The land records for 1645 list John William Our Family as purchasing 1,200 acres of land near King's City, the area his descendants would occupy for the next 300 years. It also lists him as furnishing the labor needed to work that land. For two centuries, from this initial endeavor to the great Civil War that forever freed four million human beings from bondage, the economic mainstay of my family was slavery.

It is tempting to dismiss this legacy by saying, "Well, everyone in the South owned slaves."

And it's not true.



"Of the 6 million white inhabitants of the so-called slave states, less than 350,000 owned slaves, and only 40,000 controlled plantations requiring a working unit of more than 20 field hands. But the 3,000 or 4,000 principal slave-owners generally ruled the politics of the South." (Churchill, The Great Republic, 137).

They were an elite among an elite. Criminals among criminals.

Perhaps the most striking aspect of Our Family's involvement in slavery is its consistency over two and a quarter centuries; the family ruled an empire of the lash, maintaining at least fifteen to twenty slaves per leading member throughout the entire Antebellum period. James Our Family, the last head of the family, before the destruction of the Civil War, is listed in the 1860 census as holding forty-seven men, women, and children in chains.

Individual instances of brutality were more shocking, more visceral, than the fact of the immense legacy could be.

In 1774 my sixth great-grandfather, Salathiel Our Family (tell me that doesn't just sound evil) posted an ad in a newspaper seeking a runaway named Sam.

"This Negro shall be easy to identify," assured Salathiel. "For I have branded him upon his face."

You can imagine that, as a progressive young gay man, the knowledge that I am in fact descended from a dynasty of vicious Southern slaveholders (which, you'll note, bothers my father's conscience not a bit) has not been welcome. Which is not to say there aren't things to celebrate in the Our Family history.



The family had a habit of educating its sons at Harvard, an oddity that I learned was actually common among Southern planters, and on the French side we are descended from Huguenots who came to Southern State seeking religious liberty in 1689. Since at least that time my ancestors had subscribed to, in another bizarre coincidence, the Episcopal Church, which is my denomination of choice.

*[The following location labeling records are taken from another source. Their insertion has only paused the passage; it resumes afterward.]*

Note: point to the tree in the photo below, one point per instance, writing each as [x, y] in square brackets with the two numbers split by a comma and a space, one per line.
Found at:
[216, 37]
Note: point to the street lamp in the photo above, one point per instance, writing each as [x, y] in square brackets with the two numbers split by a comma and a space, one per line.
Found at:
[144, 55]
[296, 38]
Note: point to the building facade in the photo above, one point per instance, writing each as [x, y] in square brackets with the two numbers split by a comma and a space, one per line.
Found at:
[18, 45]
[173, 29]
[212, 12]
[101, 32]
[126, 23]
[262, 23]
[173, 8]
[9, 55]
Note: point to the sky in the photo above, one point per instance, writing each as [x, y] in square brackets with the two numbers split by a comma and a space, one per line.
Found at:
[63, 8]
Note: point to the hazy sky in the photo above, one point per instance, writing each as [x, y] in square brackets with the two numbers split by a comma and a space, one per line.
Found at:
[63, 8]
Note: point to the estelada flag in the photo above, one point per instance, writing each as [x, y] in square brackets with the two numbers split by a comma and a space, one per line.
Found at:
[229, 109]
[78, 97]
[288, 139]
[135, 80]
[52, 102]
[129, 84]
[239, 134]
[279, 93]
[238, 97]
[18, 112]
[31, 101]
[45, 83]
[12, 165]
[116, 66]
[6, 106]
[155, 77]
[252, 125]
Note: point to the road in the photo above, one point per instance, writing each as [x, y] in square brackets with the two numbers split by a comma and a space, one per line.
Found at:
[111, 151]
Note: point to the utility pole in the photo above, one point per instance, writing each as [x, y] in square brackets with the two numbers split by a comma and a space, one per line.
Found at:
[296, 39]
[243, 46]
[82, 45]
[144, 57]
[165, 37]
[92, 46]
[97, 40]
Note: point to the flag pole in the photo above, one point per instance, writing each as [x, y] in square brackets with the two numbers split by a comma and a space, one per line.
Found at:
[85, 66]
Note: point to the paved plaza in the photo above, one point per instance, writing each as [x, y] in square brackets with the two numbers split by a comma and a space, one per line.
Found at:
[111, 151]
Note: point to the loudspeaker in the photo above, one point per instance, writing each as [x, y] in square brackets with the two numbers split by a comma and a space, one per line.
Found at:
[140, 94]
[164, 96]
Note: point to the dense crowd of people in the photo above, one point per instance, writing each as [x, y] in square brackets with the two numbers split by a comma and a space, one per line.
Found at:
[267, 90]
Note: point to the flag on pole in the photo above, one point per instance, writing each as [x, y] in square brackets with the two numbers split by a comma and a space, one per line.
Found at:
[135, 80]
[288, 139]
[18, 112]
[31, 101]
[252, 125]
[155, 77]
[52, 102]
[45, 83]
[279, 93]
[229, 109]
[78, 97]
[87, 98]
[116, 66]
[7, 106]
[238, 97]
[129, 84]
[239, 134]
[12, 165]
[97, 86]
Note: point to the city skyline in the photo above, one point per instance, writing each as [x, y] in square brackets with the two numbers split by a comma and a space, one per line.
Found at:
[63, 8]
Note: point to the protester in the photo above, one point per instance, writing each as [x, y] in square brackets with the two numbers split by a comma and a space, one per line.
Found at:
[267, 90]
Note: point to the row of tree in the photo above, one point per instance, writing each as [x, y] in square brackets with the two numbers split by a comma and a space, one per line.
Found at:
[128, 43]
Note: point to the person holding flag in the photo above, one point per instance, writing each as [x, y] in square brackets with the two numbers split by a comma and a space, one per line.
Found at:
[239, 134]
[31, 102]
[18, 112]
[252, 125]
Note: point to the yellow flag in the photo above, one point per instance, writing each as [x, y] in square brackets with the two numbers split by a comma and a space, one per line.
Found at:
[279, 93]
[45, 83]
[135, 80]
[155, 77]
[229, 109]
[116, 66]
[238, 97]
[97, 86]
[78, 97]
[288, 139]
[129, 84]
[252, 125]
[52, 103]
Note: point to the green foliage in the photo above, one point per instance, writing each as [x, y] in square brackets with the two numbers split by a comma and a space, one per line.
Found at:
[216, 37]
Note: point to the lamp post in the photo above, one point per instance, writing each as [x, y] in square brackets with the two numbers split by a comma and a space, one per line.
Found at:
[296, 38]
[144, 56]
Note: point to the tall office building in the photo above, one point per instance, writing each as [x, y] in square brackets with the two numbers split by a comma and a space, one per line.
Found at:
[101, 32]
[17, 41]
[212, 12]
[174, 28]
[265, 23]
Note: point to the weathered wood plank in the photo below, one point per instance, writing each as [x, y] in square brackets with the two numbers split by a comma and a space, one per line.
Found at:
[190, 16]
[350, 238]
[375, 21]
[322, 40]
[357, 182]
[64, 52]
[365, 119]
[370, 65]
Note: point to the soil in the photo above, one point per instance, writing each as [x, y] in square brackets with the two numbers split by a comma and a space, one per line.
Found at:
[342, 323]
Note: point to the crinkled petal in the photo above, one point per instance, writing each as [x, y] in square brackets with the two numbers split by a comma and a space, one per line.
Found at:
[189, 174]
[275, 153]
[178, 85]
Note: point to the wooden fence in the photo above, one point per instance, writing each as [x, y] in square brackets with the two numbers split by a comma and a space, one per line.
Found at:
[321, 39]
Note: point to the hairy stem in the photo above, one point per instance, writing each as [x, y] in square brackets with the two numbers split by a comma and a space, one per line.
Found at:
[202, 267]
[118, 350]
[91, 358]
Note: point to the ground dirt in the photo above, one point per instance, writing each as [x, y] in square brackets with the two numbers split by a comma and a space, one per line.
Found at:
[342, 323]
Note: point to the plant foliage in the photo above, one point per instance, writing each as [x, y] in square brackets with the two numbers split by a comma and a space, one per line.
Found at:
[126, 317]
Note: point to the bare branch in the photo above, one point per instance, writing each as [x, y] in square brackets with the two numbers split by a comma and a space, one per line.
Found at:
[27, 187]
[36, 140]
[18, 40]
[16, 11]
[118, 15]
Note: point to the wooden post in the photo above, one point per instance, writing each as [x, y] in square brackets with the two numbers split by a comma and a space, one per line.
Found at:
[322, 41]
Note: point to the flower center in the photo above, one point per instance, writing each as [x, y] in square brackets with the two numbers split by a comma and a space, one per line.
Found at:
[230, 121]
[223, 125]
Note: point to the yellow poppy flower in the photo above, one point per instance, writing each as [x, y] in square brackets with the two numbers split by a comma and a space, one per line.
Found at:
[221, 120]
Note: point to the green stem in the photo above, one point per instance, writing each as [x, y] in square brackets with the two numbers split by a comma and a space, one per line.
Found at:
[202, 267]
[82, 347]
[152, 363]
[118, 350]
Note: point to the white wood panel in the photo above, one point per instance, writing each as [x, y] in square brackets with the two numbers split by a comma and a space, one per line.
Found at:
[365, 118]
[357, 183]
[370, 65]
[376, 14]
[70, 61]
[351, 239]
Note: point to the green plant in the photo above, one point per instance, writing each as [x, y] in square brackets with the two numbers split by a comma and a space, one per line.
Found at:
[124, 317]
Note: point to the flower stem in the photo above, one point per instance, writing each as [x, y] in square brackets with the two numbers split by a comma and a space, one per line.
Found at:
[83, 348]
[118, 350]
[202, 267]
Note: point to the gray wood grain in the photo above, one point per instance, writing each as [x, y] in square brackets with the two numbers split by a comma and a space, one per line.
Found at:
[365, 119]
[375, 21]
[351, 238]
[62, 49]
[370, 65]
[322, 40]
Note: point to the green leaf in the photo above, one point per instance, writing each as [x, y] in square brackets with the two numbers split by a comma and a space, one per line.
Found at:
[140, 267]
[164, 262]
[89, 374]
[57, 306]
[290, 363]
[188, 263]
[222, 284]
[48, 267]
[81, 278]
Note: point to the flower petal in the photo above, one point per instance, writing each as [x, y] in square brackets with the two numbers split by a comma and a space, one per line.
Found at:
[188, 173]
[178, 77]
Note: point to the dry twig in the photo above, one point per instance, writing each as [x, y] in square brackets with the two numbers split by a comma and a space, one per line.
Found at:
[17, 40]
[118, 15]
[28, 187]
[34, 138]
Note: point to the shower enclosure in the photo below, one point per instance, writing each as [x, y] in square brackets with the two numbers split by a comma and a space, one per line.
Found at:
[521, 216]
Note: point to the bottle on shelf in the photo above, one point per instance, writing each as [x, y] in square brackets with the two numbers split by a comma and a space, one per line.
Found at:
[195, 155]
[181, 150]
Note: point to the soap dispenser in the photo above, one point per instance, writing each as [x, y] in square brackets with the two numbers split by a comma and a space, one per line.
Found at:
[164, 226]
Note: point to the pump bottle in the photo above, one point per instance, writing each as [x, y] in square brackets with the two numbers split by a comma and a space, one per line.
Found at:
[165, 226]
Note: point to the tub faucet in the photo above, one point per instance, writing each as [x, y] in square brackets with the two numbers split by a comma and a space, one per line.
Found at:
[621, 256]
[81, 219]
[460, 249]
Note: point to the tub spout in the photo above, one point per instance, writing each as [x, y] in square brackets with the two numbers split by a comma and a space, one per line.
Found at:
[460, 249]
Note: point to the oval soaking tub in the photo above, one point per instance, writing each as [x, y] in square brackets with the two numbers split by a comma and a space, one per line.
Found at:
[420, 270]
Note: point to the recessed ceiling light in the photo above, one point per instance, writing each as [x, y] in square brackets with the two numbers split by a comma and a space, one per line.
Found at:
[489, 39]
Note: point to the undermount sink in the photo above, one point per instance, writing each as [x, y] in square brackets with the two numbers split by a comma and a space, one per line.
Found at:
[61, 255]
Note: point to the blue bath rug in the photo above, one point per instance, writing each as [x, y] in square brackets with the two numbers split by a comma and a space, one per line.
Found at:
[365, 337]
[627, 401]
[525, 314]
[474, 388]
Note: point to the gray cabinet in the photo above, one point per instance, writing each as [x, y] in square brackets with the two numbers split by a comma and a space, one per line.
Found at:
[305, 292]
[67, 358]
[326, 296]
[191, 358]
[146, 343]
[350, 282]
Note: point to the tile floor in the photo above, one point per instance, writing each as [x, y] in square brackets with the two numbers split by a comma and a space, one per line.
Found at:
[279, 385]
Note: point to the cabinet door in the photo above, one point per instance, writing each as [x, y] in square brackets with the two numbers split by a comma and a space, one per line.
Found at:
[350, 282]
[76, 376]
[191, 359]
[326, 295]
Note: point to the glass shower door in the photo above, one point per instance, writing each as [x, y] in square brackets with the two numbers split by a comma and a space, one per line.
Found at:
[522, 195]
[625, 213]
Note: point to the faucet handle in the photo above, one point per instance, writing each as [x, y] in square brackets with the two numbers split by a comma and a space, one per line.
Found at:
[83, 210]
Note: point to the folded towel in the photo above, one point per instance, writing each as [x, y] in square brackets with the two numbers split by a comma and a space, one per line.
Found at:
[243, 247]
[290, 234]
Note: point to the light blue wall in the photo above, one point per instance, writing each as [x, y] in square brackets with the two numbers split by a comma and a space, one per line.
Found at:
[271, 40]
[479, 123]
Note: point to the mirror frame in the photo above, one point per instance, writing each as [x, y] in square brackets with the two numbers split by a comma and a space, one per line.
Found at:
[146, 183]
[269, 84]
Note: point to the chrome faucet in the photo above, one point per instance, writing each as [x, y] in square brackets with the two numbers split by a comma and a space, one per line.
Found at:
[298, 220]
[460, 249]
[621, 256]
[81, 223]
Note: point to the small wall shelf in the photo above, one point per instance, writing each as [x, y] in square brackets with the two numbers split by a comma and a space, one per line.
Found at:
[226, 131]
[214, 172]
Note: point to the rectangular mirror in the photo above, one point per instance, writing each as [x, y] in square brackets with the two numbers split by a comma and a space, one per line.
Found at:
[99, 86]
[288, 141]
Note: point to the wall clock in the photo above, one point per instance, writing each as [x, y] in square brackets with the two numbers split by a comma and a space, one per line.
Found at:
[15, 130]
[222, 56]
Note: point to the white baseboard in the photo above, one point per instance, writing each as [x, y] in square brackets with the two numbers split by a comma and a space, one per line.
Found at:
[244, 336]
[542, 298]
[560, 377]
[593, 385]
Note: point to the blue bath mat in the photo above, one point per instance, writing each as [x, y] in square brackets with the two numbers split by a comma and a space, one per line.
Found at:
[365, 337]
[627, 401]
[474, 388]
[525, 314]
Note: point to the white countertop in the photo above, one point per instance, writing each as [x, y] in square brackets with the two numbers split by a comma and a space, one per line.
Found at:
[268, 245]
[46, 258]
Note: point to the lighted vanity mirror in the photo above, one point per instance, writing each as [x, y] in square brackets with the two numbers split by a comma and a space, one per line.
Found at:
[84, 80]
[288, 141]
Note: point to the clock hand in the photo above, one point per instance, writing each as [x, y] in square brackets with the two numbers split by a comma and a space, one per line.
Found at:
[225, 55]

So I am, by chance, an Episcopal Southern-Stater who learned he's descended from 400 years of Episcopal Southern-Staters. Perhaps your history defines you more than you know. But what rings across our story, louder than any other sound, is the crack of the whip, and it is that that haunts me.

Of course, the Our Family story changes dramatically after the Civil War. The plantations are burned, the slaves freed, the fortune lost, the masters at last served their richly deserved comeuppance. Within two generations of the war we'd left Southern State, my great-grandfather and his father seeking factory work in Native City. In 1923 my great-grandfather, at the age of only thirteen, landed in a local newspaper when he was injured in an industrial accident.

So now I know a little bit more about who I am and where I come from. The Our Family name stood for something, something repugnant, but something that I now understand. And as I marvel at some of the strange ways in which my own life has lined up with this history--my moving to Southern State, my becoming Episcopal--I wonder at how the defining aspect of that history, slavery, may still influence us.

If anything, I hope to take it as another reminder of how the powerful treat the powerless. I have suffered nothing like those whom my ancestors enslaved, but I, too, know powerlessness, and that powerlessness at the hands of vindictive men and women has taught me the value of mercy and compassion.

It is my aspiration that, one day, when centuries from now someone looks back upon my name, they will say, "He was good. He was kind. He left things better than he found them."

There are precious few peacemakers in Our Family's shared history. Maybe I can be one of them.